This dish comes together in no time, and the 'sauce' that is made using soft goat cheese couldn't be any easier. I'm not really a fan of pasta dishes that use goat cheese as a primary ingredient and simply mix hunks of it into the warm pasta. The resulting consistency is very similar to drying paste, and the pasta sticks to itself like mad. Simply reserving about a cup or so of the pasta water and slowly adding it to the cheese until it becomes the consistency you're looking for, works amazingly well.

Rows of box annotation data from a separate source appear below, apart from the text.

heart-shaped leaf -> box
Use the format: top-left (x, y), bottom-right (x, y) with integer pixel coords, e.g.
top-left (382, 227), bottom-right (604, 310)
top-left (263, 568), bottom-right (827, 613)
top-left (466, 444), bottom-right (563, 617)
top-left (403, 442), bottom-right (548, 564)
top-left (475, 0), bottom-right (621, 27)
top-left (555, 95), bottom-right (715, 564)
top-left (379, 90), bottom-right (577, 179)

You can always use any pasta you like, but I strongly recommend using a cavatappi here. The ridges and hollow center give the sauce a place to go, and the spinach gets tangled into the curly shape of the pasta. It creates a different texture than a normal flat pasta that really accentuates the ingredients.
12 oz cavatappi pasta
10 oz fresh spinach
1 lb cremini and/or white mushrooms, quartered
1 leek, cleaned well with white and pale green parts sliced
4 cloves garlic, thinly sliced
6 - 8 oz chevre (soft goat cheese)
1 1/2 cup reserved pasta water
extra virgin olive oil
freshly ground pepper
parmesan or pecorino cheese, grated
Fill a large pot with cold water and place it on the stove over high heat and bring to a boil. You can add a tablespoon or two of salt at any time before you add the pasta. While you're waiting for it to boil, prep the vegetables. Add a glug of oil to a large saute pan over medium heat and begin cooking the mushrooms and leeks. Once the mushrooms have released all their liquid and start to sizzle again in the pan, add the sliced garlic. Stir for about 30 seconds, then add the spinach. Let cook till it comes to about this point, (see photo below) then turn off the heat.
You don't want to over cook the spinach since it will continue to cook after the heat has been turned off, and even more once the hot pasta is added.
By this point your water should be boiling, and you can add the pasta. Cook per brand's instructions for very al dente. When the pasta is nearly finished, remove 1 1/2 of pasta water and set aside.
Crumble the goat cheese into a medium glass bowl. Add a little of the hot pasta water, 1/2 cup at first, then just a drizzle, stirring all the while till it becomes a consistency you like. Keep in mind, it should be a little thin since you want it to evenly coat the pasta, and it will thicken slightly as it cools.
Add the drained pasta over the cooked spinach and mushrooms. Pour over the chevre sauce and stir till well combined. Serve immediately with lots of freshly ground pepper and grated parmesan.